20,000 Counter-Strike: Global Offensive players were banned during their first six weeks in order to fight against toxicity in online gaming through analysis of the game’s text chat.
Minerva is the AI. Created in collaboration with Google Cloud and Jigsaw, a Google tech supporter, a team on the FACEI online gaming site–which was the host for 2018’s “CS: GO London Cup.” In late August, Minerva began examining the messages of CS: GO chat, marking 7,000,000 as toxic messages in the first month and a half, issuing 90,000 warnings, and baning 20,000 players.
The AI was first trained by machine learning and warned of verbal abuse when a toxic message was perceived and spam messages were flagged. Within a couple of seconds of the match, Minerva sent a warning or banning notices to the offending player, and the penalties for repeat offenders were harder.
Between August to September, the number of toxic messages decreased by 20 percent, and the number of players who receive toxic messages decreased by eight percent.
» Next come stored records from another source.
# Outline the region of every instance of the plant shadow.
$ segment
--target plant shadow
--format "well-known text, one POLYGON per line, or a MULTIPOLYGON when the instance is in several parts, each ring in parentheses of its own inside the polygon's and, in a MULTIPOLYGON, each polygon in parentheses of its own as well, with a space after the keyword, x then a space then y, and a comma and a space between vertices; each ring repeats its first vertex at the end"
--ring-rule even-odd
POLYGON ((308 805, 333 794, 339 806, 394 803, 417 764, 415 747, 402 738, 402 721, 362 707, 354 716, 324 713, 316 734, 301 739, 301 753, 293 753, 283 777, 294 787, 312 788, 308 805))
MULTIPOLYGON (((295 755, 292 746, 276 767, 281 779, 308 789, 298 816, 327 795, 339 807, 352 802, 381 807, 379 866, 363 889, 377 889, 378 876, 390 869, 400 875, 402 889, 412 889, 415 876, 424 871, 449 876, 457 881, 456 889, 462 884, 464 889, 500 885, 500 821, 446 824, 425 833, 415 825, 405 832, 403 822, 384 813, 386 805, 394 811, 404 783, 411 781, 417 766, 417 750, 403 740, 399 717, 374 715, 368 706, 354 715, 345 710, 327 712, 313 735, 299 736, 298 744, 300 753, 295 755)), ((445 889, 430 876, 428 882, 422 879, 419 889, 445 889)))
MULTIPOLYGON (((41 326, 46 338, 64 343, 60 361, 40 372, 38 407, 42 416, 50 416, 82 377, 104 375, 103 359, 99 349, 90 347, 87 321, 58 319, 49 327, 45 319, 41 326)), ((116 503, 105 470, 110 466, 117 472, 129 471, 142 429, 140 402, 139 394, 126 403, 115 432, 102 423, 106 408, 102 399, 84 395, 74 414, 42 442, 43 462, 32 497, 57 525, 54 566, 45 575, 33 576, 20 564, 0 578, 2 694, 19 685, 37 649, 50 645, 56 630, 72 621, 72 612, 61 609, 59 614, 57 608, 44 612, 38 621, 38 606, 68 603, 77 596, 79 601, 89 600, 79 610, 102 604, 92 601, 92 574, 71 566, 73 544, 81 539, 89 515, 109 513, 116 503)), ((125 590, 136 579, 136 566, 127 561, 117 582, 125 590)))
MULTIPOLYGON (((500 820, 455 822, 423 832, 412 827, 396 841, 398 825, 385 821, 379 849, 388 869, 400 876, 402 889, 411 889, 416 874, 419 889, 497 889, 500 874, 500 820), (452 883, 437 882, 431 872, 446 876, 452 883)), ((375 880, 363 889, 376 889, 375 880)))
The trial began after “months” to eradicate false positive ones. This is the first step in Minerva’s growth of online games. “In-game chat identification is just the first and most basic of the implementations of Minerva and more of a case study that acts as a first step toward our dream of this AI,” says FACEIT in a blog post. “We are excited about this foundation because it is a strong basis that will enable us to improve Minerva until, in the coming weeks, we finally detect and address all sorts of abusive behaviours in real-time.”